Oddly enough, we get that question quite often- maybe not in those exact words- for us it was never a style or genre to chase. This is who we are. It's the kind of music that was grew up on. When we all came together we realized that we all had that in common. We never tried to be that. We are that. It feels natural. If it puts us in a category different from everyone else, then that's a bonus too.
How hard or easy is it to get the music out there?
These days it's a little easier cause there are more forms of media as opposed to ten years ago. You've got playing live which is number one but now you've got the internet, internet radio stations.

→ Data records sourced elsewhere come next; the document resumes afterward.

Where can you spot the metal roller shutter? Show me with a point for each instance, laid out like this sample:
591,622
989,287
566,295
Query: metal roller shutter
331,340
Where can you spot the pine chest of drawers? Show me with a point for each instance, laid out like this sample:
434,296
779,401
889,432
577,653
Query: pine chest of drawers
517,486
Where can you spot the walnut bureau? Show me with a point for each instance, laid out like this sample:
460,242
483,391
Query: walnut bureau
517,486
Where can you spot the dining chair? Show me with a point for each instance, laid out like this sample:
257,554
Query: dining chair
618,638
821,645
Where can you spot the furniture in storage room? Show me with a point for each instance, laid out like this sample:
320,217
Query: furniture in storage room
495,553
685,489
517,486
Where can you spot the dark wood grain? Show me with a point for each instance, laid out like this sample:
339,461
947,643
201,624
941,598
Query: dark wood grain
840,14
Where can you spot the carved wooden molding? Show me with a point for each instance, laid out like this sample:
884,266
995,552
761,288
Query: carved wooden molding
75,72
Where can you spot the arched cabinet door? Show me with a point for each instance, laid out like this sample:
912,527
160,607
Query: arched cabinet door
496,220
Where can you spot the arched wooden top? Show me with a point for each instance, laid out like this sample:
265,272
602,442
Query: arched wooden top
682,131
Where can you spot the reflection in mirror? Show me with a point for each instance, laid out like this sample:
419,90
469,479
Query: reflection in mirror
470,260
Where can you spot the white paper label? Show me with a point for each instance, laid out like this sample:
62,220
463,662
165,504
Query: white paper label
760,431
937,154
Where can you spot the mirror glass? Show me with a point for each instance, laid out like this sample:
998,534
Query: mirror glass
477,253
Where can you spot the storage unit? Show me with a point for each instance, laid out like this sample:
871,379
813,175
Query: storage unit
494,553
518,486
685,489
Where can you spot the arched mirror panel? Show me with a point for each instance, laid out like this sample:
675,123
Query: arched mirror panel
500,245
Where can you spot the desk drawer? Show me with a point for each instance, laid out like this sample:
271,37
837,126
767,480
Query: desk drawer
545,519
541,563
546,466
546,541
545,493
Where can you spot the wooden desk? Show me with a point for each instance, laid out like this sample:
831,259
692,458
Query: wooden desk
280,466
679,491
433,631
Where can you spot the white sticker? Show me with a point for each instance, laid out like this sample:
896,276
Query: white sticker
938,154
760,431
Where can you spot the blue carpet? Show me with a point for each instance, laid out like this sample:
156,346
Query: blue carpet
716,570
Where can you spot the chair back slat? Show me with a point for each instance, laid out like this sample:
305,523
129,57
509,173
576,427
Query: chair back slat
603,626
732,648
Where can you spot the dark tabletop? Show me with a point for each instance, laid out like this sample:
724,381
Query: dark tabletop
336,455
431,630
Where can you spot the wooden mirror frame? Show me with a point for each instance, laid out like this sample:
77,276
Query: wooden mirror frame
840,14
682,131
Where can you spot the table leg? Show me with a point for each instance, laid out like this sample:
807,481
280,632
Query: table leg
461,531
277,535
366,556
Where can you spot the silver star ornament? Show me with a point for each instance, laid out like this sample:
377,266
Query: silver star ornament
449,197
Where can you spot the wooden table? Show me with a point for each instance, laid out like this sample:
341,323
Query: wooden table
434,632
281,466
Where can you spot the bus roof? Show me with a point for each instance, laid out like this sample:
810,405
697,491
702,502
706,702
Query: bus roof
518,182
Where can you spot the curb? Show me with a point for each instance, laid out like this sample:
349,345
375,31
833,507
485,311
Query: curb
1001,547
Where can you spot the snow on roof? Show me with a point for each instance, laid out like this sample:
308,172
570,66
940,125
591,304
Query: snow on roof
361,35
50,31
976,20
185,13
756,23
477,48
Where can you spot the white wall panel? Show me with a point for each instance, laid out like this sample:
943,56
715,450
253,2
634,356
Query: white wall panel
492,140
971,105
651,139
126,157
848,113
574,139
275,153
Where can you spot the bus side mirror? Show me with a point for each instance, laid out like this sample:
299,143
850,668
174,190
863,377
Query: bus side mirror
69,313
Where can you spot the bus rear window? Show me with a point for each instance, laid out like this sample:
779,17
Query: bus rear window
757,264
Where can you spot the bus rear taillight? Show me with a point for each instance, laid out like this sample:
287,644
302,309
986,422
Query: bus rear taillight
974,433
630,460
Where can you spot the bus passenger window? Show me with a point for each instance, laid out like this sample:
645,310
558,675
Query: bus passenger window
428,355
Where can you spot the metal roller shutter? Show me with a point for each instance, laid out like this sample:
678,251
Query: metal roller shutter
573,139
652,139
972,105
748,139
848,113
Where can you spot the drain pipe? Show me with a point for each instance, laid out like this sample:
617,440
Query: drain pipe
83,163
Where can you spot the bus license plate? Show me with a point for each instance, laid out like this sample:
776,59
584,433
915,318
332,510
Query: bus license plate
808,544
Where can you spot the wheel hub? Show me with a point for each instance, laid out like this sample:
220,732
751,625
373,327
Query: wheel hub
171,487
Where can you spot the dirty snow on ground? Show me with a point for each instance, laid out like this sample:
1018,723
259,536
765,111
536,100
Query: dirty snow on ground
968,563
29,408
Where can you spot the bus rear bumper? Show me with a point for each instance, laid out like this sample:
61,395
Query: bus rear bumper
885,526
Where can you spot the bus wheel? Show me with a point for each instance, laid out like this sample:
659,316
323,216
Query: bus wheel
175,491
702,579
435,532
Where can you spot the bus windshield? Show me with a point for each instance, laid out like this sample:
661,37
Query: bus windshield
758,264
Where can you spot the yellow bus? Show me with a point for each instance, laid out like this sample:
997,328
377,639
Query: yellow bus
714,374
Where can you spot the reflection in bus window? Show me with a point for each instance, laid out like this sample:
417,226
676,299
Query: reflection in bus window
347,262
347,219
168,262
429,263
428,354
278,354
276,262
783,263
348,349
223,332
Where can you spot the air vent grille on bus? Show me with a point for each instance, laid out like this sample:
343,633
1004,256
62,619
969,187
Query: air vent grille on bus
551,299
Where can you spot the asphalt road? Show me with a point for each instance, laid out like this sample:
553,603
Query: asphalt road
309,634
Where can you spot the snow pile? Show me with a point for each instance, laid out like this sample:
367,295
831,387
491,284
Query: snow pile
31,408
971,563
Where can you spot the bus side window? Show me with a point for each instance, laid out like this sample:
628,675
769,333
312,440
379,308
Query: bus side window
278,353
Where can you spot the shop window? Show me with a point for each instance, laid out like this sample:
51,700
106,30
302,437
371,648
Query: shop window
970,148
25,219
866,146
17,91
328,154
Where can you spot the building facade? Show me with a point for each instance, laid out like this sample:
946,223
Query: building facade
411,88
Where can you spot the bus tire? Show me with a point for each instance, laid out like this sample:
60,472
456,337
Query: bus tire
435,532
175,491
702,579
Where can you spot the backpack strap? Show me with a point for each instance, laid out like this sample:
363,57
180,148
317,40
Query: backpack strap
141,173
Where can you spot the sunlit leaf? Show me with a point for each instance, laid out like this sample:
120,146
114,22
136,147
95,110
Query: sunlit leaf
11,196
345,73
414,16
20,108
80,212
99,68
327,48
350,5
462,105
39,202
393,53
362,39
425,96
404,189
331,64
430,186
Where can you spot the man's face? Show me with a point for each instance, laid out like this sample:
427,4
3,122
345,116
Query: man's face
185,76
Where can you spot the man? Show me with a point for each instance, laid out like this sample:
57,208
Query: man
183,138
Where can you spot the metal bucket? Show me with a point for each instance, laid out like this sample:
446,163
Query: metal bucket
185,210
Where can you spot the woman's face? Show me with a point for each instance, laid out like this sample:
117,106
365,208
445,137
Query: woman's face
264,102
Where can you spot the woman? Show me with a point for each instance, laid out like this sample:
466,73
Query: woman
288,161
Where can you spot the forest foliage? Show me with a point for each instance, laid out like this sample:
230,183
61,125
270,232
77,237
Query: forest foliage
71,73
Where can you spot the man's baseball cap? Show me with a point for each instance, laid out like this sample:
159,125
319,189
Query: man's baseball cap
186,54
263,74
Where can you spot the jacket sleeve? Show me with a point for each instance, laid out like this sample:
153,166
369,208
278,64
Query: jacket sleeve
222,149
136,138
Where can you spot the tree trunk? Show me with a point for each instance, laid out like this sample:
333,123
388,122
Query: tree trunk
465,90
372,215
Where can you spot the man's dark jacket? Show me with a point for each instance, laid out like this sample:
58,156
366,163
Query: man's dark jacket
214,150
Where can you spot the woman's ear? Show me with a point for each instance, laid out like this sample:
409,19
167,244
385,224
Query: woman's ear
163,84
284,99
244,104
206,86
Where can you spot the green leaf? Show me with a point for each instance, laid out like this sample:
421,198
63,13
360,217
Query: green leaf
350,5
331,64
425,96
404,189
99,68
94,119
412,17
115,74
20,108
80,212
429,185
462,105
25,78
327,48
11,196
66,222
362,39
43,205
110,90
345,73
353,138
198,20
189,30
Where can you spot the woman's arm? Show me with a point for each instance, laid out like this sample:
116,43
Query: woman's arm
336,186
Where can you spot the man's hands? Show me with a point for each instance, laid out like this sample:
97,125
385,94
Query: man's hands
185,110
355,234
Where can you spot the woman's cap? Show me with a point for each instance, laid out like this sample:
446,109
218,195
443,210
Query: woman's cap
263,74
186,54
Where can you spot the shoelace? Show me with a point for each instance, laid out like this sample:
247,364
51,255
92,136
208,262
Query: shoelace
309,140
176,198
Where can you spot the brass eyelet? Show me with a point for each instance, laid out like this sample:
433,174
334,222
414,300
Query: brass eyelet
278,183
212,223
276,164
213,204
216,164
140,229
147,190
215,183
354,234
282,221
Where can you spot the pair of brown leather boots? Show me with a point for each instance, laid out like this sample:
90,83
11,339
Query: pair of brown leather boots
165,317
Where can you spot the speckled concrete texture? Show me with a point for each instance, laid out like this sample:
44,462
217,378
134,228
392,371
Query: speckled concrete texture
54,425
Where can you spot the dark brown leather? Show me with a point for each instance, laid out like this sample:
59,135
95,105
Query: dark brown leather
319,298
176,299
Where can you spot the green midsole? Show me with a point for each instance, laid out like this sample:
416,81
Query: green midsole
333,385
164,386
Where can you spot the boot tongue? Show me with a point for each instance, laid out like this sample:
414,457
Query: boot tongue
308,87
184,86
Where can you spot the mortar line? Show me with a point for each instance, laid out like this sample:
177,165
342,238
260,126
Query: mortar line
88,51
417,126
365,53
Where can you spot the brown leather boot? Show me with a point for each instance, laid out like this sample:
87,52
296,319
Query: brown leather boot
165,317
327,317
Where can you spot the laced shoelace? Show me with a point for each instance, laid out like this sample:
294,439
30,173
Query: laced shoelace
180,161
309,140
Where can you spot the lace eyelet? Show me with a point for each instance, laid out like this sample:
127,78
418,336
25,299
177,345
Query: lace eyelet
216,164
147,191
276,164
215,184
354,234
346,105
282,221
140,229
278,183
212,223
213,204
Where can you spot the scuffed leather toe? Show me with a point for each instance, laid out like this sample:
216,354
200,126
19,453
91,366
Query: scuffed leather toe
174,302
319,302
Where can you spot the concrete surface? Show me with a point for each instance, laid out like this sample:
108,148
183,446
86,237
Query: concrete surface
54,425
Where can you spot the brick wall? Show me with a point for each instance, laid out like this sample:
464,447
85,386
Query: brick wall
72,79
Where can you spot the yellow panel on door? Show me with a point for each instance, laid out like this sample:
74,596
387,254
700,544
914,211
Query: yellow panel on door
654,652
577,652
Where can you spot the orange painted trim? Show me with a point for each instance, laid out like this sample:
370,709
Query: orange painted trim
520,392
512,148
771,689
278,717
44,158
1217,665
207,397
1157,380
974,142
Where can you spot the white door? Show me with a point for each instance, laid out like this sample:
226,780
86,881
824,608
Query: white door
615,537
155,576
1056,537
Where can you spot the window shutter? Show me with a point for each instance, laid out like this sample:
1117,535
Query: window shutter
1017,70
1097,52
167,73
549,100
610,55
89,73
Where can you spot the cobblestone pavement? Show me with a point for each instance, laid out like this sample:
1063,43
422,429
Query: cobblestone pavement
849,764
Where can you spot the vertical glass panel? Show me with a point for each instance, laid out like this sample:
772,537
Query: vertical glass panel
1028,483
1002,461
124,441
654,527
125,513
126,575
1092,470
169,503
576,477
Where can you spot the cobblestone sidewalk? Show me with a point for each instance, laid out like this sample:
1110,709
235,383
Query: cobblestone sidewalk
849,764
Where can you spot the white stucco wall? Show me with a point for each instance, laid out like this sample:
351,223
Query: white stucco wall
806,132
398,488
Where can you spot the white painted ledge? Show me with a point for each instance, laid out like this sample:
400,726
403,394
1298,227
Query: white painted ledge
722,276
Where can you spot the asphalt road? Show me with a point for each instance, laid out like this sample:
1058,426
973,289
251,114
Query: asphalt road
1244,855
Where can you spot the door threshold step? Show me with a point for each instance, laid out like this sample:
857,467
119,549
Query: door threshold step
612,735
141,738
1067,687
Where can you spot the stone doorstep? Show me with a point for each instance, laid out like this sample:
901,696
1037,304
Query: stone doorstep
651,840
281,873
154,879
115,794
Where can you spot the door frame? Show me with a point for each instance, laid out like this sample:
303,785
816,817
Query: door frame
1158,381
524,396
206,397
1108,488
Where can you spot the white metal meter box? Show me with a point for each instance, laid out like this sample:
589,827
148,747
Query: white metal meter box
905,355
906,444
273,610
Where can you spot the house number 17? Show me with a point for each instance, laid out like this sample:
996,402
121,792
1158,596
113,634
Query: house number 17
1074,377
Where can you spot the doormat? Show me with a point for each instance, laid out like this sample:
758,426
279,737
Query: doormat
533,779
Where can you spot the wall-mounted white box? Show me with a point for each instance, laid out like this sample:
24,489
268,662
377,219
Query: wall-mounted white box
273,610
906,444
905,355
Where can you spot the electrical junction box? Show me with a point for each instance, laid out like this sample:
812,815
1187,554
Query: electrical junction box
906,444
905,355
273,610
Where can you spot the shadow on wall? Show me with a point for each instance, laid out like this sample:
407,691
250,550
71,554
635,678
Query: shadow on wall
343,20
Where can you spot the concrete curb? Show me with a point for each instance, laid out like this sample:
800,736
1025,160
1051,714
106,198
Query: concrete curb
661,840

Your label CENTURION RECORDS really seems to have you back there. How is that bands relationship with the label?
It's great CENTURION is an Indie label but they spend more time developing their acts. They're all very involved in what we are doing and more importantly, we're all on the same page. Everything that we do, they always seem to wan to work with us, so I think that it's a really good relationship.
How is the new CD coming along?
As you know, these things can take some time. It's gonna be a KING KARMA CD no doubt but I think people will be surprised by the growth of some of the writing. I'm kind of excited about it.
You played STURGIS a few times.
Playing STURGIS is an experience. They don't cheer or clap. Instead they rev up their motorcycles. So you've got to imagine 5000 motorcycles being revved up after every song. That's your applause. It's great.
How much is a KING KARMA T-shirt?
I think we can send you one
What's your size?
XL. Oh by the way, are you touring this summer?
I hope that we'll be doing a good string of shows. Check the website (www.kingkarma.com) for dates that are coming up.